The Russian Minister of Emergency was forced to issue a denial
that the world will not end. In a Village in the south of France, authorities
barred access to a mountain where some believed an Unidentified Flying Object
(UFO) would come to rescue them. Back
home in my living room, the family was glued to the TV screen and our daughter
was so scared she kept saying “My God” after every few minutes. Her breathing was laboured.
However, some people just laughed it off. “It’s not going to
happen because the bible says no one knows when the end will come.” Some
websites were created specifically for Mayan Doomsday jokes. One website wrote,
“with the Apocalypse upon us, everyone is making end-of-the-world jokes like
there is no tomorrow. You might as well die laughing with our round of the
funniest Mayan Doomsday memes, cartoons and Tweets”.

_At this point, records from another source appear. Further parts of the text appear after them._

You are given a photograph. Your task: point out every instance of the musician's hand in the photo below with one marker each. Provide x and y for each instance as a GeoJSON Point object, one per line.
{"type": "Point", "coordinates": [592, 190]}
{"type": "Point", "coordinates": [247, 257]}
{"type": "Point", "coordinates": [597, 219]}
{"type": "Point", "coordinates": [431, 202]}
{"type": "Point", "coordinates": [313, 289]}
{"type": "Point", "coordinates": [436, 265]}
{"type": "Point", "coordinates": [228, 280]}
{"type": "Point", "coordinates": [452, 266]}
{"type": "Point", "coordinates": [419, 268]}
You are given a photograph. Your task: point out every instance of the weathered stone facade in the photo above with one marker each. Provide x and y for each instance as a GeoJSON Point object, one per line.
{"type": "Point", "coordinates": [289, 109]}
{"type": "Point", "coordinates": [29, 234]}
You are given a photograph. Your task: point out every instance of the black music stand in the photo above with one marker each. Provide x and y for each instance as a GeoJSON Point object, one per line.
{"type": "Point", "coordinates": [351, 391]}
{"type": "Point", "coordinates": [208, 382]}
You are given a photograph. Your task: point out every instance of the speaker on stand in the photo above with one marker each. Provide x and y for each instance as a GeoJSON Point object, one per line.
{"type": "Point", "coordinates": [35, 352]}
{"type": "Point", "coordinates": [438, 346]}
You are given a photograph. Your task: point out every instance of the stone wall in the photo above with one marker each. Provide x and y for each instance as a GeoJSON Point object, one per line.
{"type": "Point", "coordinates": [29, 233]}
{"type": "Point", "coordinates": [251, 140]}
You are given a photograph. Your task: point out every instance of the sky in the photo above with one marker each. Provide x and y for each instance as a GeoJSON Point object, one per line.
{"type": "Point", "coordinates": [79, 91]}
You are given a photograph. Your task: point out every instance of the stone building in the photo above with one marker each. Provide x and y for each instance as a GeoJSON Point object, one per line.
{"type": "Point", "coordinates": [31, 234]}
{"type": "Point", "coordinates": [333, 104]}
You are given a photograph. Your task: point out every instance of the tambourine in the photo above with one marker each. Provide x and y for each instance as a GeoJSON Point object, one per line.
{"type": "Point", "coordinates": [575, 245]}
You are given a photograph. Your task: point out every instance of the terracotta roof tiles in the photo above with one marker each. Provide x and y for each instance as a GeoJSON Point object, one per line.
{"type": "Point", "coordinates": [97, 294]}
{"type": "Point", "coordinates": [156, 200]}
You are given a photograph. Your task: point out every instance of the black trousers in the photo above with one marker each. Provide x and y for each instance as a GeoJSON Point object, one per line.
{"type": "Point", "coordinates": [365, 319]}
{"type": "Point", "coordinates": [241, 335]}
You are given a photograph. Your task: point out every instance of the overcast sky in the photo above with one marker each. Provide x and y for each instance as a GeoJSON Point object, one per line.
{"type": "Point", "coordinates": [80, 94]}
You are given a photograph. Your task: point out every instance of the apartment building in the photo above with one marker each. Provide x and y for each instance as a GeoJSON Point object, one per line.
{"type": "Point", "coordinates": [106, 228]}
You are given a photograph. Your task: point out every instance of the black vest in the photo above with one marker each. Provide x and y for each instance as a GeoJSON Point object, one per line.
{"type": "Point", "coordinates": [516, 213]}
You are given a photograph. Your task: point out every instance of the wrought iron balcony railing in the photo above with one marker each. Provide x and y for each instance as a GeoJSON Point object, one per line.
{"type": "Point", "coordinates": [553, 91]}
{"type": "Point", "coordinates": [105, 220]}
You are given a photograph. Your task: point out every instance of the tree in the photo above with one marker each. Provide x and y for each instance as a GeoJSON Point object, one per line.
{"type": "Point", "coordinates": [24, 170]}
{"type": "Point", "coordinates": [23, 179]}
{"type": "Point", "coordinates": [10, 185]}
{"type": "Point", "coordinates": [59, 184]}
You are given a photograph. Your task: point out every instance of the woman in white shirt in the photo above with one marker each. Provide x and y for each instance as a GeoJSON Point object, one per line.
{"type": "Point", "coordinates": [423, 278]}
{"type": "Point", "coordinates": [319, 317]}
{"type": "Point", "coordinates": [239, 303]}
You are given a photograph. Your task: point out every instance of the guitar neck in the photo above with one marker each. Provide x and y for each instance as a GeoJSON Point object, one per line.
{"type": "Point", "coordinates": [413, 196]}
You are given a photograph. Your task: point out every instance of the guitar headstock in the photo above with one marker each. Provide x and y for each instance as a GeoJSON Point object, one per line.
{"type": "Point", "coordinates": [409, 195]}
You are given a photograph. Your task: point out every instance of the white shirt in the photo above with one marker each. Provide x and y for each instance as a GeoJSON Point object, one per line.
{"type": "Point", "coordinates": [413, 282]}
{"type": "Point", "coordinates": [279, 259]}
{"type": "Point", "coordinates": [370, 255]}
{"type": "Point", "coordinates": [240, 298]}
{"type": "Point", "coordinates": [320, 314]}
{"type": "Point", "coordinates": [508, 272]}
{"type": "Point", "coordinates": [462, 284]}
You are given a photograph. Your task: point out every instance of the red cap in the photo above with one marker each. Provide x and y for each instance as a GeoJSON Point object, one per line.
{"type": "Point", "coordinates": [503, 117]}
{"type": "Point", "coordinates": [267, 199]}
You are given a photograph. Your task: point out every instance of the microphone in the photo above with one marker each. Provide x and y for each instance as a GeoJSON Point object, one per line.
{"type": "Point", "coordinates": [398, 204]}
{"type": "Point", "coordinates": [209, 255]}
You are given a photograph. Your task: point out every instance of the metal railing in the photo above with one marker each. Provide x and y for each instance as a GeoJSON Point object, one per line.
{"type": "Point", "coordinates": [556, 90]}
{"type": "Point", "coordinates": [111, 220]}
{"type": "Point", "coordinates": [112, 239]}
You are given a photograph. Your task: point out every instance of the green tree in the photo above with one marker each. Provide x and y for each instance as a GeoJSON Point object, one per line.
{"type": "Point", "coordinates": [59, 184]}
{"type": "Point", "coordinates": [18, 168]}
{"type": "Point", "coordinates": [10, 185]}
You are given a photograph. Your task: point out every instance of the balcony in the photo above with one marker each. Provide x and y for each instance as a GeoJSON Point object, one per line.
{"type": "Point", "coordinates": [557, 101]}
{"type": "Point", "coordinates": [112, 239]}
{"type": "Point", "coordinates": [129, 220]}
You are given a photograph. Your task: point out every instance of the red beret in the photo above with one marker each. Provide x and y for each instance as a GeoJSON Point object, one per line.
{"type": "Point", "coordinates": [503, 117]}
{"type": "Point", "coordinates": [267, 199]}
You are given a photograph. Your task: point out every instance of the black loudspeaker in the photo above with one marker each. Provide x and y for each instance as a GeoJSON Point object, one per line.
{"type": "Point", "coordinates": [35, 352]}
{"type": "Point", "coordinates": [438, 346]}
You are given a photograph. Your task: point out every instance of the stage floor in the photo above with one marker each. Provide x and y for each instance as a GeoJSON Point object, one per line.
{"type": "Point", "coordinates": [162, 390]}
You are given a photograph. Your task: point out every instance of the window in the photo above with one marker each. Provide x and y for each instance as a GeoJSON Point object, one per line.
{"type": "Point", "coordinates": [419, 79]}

Social networks were abuzz with updates and comments. Most
of these were on a lighter note.
One thing that caught many people’s attention during this
period was the National Geographic TV series, Doomsday Preppers. Although these Preppers prepare themselves for
urban jungle survival skills,
food production skills,
an electrical grid failure, financial
collapse, earthquakes, economic collapse, and maybe even a Zombie attack, most of them even prepare for
larger events like the earth colliding with an object from out of space or the
shifting of the earth’s polarity.
Watching these programmes made most
of us start asking questions.
“What if these guys are right?”
“Do they know something we don’t?”
“Is it possible to prepare for an unknown
catastrophe?”
Well, 21 December came and passed without any
event. The world as we know it was still there. There was no doomsday. It was
not a surprise to many people but there may have been others who were disappointed
that it never happened. There were some people who seriously believed that the
world would end on that day and they left their jobs and families to spread the
word. These surely must have been disappointed.
December 21,
2013 is not the only date that has gone into history as a day when Doomsday
failed to happen. There have been other dates in history when earth was under
the same “threat”. In 1910 astronomers
discovered that earth would pass through the tail of a comet. This created
hysteria because some people believed a poisonous gas would penetrate the
atmosphere and end life on earth. This comet
was Halley’s Comet.
In 1954, there was a
woman named Dorothy Martin who started telling people that there was going to
be an apocalyptic flooding on 21 December. Ironically, the date and month is
the same as that of the 2013 doomsday prediction. This lady said she was receiving
messages from aliens and that these same aliens were going to send a space
craft to rescue believers from her cult.
In July 1999, the world was also supposed to end. This was
according to Nostradamus’ prediction that a King of terror would come from the
sky and destroy earth. Then there came the all too familiar Y2K. It was believed that computers programmed with
two-digit years rather than four would revert to 1900 rather than rolling to
2000 and that this programming error would trigger a nuclear war.
We may have pulled through all these events with a laugh but
does this mean nothing can ever happen to our planet? The way I see it, next
time someone warns us of a pending doom, we shall not take it seriously and
refer it to 21st December, 2012. Doomsday Preppers believe something
is coming. They believe we have to
prepare how to survive on a changed world. What if they are right?